Sebenarnya kalau kita mau jujur, tuduhan-tuduhan itu sering tidak terbukti di lapangan. Fakta peristiwa di Pandeglang cukup menjadi bukti hal tersebut. Menurut laporan kepolisian, sebenarnya dua hari sebelum peristiwa, Jum’at (4/2), pihak kepolisian sudah mengamankan pihak Ahmadiyah yang diprotes warga. Tapi ketika hari kejadian, beberapa orang Ahmadiyah berdatangan dari luar Cikeusik memberikan dukungan pada warga Ahmadiyah di tempat. Tidak hanya sampai di situ, orang-orang Ahmadiyah tersebut mengeluarkan statemen yang memancing kemarahan warga. Bahkan menurut pengakuan warga sekitar, di rumah yang menjadi amukan warga ditemukan beberapa perlengkapan senjata yang sengaja dipersiapkan untuk menghadapi warga.

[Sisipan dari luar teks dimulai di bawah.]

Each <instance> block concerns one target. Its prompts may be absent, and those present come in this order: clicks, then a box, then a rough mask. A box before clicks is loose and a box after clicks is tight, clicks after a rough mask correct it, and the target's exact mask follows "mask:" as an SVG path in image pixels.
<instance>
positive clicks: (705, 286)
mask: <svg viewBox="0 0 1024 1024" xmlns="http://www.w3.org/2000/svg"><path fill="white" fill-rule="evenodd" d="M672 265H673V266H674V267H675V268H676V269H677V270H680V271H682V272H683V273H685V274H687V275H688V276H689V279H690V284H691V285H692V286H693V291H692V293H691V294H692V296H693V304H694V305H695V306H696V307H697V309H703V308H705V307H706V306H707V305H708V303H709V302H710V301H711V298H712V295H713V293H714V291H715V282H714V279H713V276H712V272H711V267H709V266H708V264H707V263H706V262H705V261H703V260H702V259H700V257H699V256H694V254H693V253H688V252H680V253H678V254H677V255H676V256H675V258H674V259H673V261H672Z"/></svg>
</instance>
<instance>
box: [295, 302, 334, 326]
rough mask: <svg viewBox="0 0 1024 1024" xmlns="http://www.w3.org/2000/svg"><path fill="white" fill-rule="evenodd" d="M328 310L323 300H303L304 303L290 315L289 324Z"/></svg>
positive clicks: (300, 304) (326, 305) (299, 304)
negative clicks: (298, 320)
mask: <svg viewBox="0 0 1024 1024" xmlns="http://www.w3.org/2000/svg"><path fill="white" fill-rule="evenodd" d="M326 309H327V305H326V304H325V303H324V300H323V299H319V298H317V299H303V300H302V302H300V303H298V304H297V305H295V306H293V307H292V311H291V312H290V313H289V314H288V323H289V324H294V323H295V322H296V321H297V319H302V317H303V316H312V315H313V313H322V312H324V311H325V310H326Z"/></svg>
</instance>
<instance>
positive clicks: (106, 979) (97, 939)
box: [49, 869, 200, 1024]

Dari sekian peristiwa bentrokan yang melibatkan warga mayoritas umat Islam dengan kelompok atau agama lain, peristiwa Pandeglang termasuk yang asal-asal usul peristiwanya jelas. Dalam artian, amukan warga sekitar bukan karena ngawur atau didasari kebencian agama sebagaimana Guntur Romli katakan di atas. Tetapi ada beberapa rentetan peristiwa yang membuat ketenangan warga terusik. Urusan perbedaan antaragama, masyarakat Indonesia, khususnya umat Islam, sudah terbiasa dan tidak mempermasalahkan itu semua. Tetapi jika terjadi peghinaan/penodaan terhadap sebuah agama siapapun akan memberontak, tergantung masing-masing individu. Karena jelas hal itu menyakiti salah satu identitas atau ikon yang mewakili seseorang.
Setiap orang sudah seharusnya tidak menyinggung atau menyakiti identitas seseorang, baik SARA (suku, agama dan ras) maupun lainnya. Jangankan urusan sara, pendukung sepak bola saja bisa bentrok gara-gara penghinaan tersebut. Bentrok antar geng, antar kampung, antar sekolah/kampus dan lain-lainnya sudah bisa dipastikan penyebabnya adalah adanya penghinaan atau lainnya yang menyakitkan kelompok lain. Oleh karena itu sudah seharusnya setiap individu maupun kelompok mengedepankan sensitivitasnya dan menjalin komunikasi sosial agar tidak menyakiti kelompok lainnya.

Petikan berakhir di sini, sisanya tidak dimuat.